Reproductions ou contrefaçons ?
De toute façon, les bronzes coulés par la fonderie Guastini ne remplissant pas les conditions requises pour être qualifiés d’œuvres originales devaient être considérés comme de simples reproductions. En vertu du décret dit Marcus du 3 mars 1981, ils devaient donc “porter de manière visible et indélébile la mention reproduction”. Or, selon les dirigeants de la fonderie, cette mention n’était jamais apposée sur les bronzes destinés à Gary S... Pourtant, ce dernier prétend qu’il la fit inscrire à partir de 2005. Quoi qu’il en soit, la mention reproduction n’apparaît pas sur la grande majorité des bronzes qui ont été exécutés à la demande de Gary S... L’avocat du musée Rodin, Me Cusinberche, considère, en se référant à la jurisprudence de la Cour de cassation (3), que l’absence de la mention reproduction constitue non seulement une contravention au décret Marcus, mais qu’elle peut être également l’un des éléments de la contrefaçon.
Selon le code de la propriété intellectuelle, la contrefaçon est la reproduction “par quelque moyen que ce soit, d’une œuvre de l’esprit en violation du droit d’auteur”. Il peut s’agir d’une violation, soit du droit de reproduction, soit des droits moraux de l’auteur. En l’occurrence, il ne peut être question d’une violation du droit de reproduction, puisque l’œuvre de Rodin est tombée dans le domaine public en 1982. En revanche, les droits moraux sont éternels, si l’on peut dire. Ce sont donc ces droits moraux, et plus particulièrement le droit au respect de l’œuvre, qu’invoque Me Cusinberche pour prétendre que Gary S... a fait exécuter des œuvres “contrefaisantes”, comme disent les juristes. Il considère, en effet, qu’il y a, d’une part, contrefaçon par atteinte à l’intégrité de l’œuvre et, d’autre part, contrefaçon par volonté de confusion.
L’intégrité de l’œuvre n’est pas respectée dans la mesure où Gary S... a fait exécuter des bronzes à partir de plâtres qui présentaient des modifications par rapport aux modèles de l’artiste. Il faut ajouter que, en utilisant des plâtres dont les reliefs sont émoussés, dont les volumes sont amollis, il a trahi les créations de Rodin. La volonté de confusion est évidente, puisque ces exemplaires, non seulement ne portaient pas la mention reproduction, mais étaient présentés comme des œuvres originales. La cour d’appel de Versailles (4), appelée à se prononcer sur les reproductions en bronze de La Vague de Camille Claudel, n’a pas hésité à déclarer que “la présentation de ces tirages, par tous moyens, comme étant des originaux, alors qu’il ne s’agit que de reproductions [...], constitue une atteinte [...] au droit moral de l’auteur”. On peut donc considérer que les sculptures vendues par S... comme des originaux sont des contrefaçons.

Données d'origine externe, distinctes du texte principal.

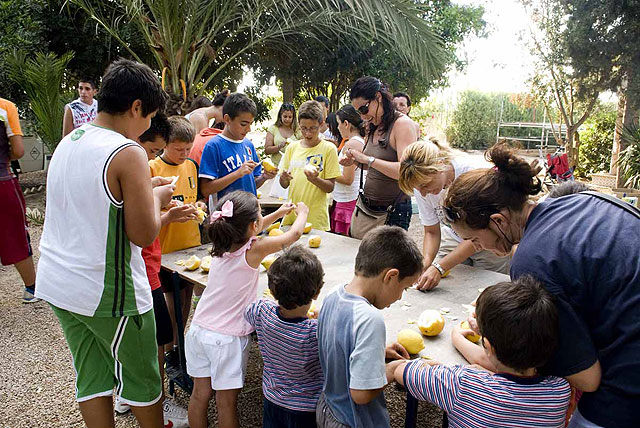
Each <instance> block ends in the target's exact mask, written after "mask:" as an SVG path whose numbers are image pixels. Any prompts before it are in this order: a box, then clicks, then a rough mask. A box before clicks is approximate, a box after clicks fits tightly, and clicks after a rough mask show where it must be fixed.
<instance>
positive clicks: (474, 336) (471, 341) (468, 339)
mask: <svg viewBox="0 0 640 428" xmlns="http://www.w3.org/2000/svg"><path fill="white" fill-rule="evenodd" d="M460 328H462V329H463V330H471V326H470V325H469V321H462V322H461V323H460ZM465 337H466V338H467V340H469V341H471V342H473V343H478V342H479V341H480V339H481V337H482V336H480V335H479V334H475V333H474V334H468V335H466V336H465Z"/></svg>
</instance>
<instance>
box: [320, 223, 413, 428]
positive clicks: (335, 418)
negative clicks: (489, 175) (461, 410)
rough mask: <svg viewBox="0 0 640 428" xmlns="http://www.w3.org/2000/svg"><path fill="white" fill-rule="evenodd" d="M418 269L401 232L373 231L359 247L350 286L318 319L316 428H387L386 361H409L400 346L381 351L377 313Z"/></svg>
mask: <svg viewBox="0 0 640 428" xmlns="http://www.w3.org/2000/svg"><path fill="white" fill-rule="evenodd" d="M422 263H423V259H422V254H421V253H420V250H419V249H418V247H417V245H416V244H415V242H414V241H413V240H412V239H411V238H410V237H409V235H407V233H406V232H405V231H404V230H403V229H401V228H399V227H393V226H380V227H377V228H375V229H373V230H372V231H369V232H368V233H367V235H366V236H365V238H364V239H363V240H362V243H361V244H360V248H359V249H358V254H357V256H356V265H355V275H354V277H353V279H352V280H351V282H350V283H349V284H347V285H345V286H340V287H338V288H337V289H336V290H335V291H334V292H332V293H331V294H330V295H329V296H327V298H326V299H325V300H324V302H323V304H322V309H321V310H320V316H319V318H318V349H319V352H320V365H321V366H322V373H323V375H324V379H325V380H324V387H323V391H322V395H321V396H320V400H319V401H318V407H317V408H316V422H317V426H318V428H329V427H343V426H347V427H351V428H361V427H362V428H364V427H367V428H369V427H376V428H389V426H390V422H389V413H388V412H387V406H386V402H385V399H384V395H383V394H382V390H383V389H384V386H385V385H386V384H387V383H388V382H390V381H392V380H393V370H391V371H388V370H387V366H385V358H392V359H402V358H404V359H408V358H409V354H408V353H407V351H406V350H405V349H404V348H403V347H402V345H400V344H398V343H394V344H392V345H389V346H387V347H385V343H386V328H385V324H384V319H383V317H382V313H381V312H380V309H384V308H386V307H388V306H390V305H391V304H392V303H393V302H395V301H397V300H399V299H400V298H401V297H402V293H403V292H404V290H406V289H407V288H409V287H411V285H412V284H414V283H415V281H416V280H417V279H418V277H419V276H420V274H421V273H422ZM390 364H392V363H390Z"/></svg>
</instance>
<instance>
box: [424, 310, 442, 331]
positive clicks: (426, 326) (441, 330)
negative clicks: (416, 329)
mask: <svg viewBox="0 0 640 428" xmlns="http://www.w3.org/2000/svg"><path fill="white" fill-rule="evenodd" d="M418 328H419V329H420V331H421V332H422V334H424V335H425V336H437V335H439V334H440V332H441V331H442V329H443V328H444V318H443V317H442V315H441V314H440V312H438V311H436V310H434V309H427V310H426V311H424V312H422V313H421V314H420V317H418Z"/></svg>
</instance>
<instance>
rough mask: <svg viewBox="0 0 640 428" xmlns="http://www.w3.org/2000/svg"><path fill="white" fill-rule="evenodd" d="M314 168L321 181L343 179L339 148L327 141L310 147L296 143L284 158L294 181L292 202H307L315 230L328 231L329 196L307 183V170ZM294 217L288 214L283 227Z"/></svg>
mask: <svg viewBox="0 0 640 428" xmlns="http://www.w3.org/2000/svg"><path fill="white" fill-rule="evenodd" d="M309 164H311V165H314V166H315V167H316V168H318V170H319V172H320V175H319V176H320V178H324V179H330V178H336V177H338V176H340V165H339V164H338V152H337V150H336V146H335V145H334V144H332V143H330V142H328V141H326V140H321V141H320V142H319V143H318V145H316V146H315V147H311V148H306V147H302V145H301V141H296V142H293V143H291V144H289V146H288V147H287V150H286V151H285V152H284V157H283V158H282V168H283V169H284V170H287V171H289V172H290V173H291V175H292V176H293V178H292V179H291V183H290V184H289V199H291V201H292V202H294V203H298V202H304V203H305V204H306V205H307V206H308V207H309V219H308V220H307V221H308V222H309V223H311V224H313V228H314V229H318V230H329V228H330V227H329V204H328V198H327V194H326V193H325V192H323V191H322V190H320V189H319V188H318V187H317V186H316V185H315V184H312V183H310V182H309V180H307V176H306V175H305V174H304V167H305V166H307V165H309ZM294 220H295V214H294V213H291V214H289V215H287V216H286V217H285V218H284V220H283V224H285V225H286V224H292V223H293V221H294Z"/></svg>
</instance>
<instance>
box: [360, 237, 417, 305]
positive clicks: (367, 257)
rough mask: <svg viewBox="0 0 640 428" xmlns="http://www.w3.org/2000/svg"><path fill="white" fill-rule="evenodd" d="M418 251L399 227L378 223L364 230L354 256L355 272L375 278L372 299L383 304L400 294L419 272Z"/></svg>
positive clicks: (397, 298)
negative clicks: (354, 257) (375, 224)
mask: <svg viewBox="0 0 640 428" xmlns="http://www.w3.org/2000/svg"><path fill="white" fill-rule="evenodd" d="M422 267H423V259H422V253H421V252H420V250H419V249H418V246H417V245H416V243H415V242H414V241H413V239H411V238H410V237H409V235H408V234H407V232H405V231H404V230H403V229H401V228H399V227H394V226H379V227H376V228H375V229H373V230H371V231H370V232H368V233H367V234H366V235H365V237H364V239H363V240H362V242H361V243H360V248H359V249H358V255H357V256H356V269H355V274H356V276H359V277H363V278H368V279H375V280H376V282H378V284H377V286H376V290H375V293H376V294H375V301H374V302H371V303H372V304H373V305H374V306H375V307H377V308H378V309H382V308H385V307H387V306H389V305H391V304H392V303H393V302H395V301H397V300H399V299H400V298H401V297H402V293H403V292H404V290H406V289H407V288H409V287H411V285H413V284H414V283H415V282H416V281H417V279H418V277H419V276H420V274H421V273H422Z"/></svg>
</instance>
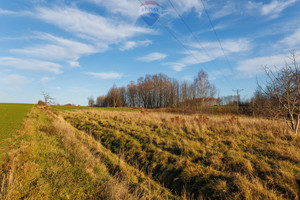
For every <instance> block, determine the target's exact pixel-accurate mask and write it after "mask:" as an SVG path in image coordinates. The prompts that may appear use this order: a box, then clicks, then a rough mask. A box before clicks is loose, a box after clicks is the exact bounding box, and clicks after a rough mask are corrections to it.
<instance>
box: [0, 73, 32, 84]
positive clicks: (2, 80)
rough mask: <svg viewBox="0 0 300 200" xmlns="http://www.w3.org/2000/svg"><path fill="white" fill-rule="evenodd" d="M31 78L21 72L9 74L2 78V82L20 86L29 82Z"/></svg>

L’avocat de Gary S..., Me Christian Beer, conteste formellement cette analyse et il rejette en bloc les conclusions du rapport de Gilles Perrault. Selon lui, ainsi qu’on l’a déjà dit, la loi française ne s’applique pas en l’occurrence. Et comme les règles édictées en France pour ce qui est du droit d’auteur n’ont pas d’équivalent à l’étranger, l’on ne saurait parler de contrefaçon. Quant à Me Le Douguet, qui défend l’un de ces “collectionneurs” qui ont vendu des plâtres à Gary S... et qui, partant, sont accusés de complicité de contrefaçon, il reprend à son compte la thèse de Me Beer. Il en conclut que, puisqu’il n’y a pas contrefaçon, il ne saurait y avoir complicité de contrefaçon... Le tribunal rendra son jugement le 20 novembre.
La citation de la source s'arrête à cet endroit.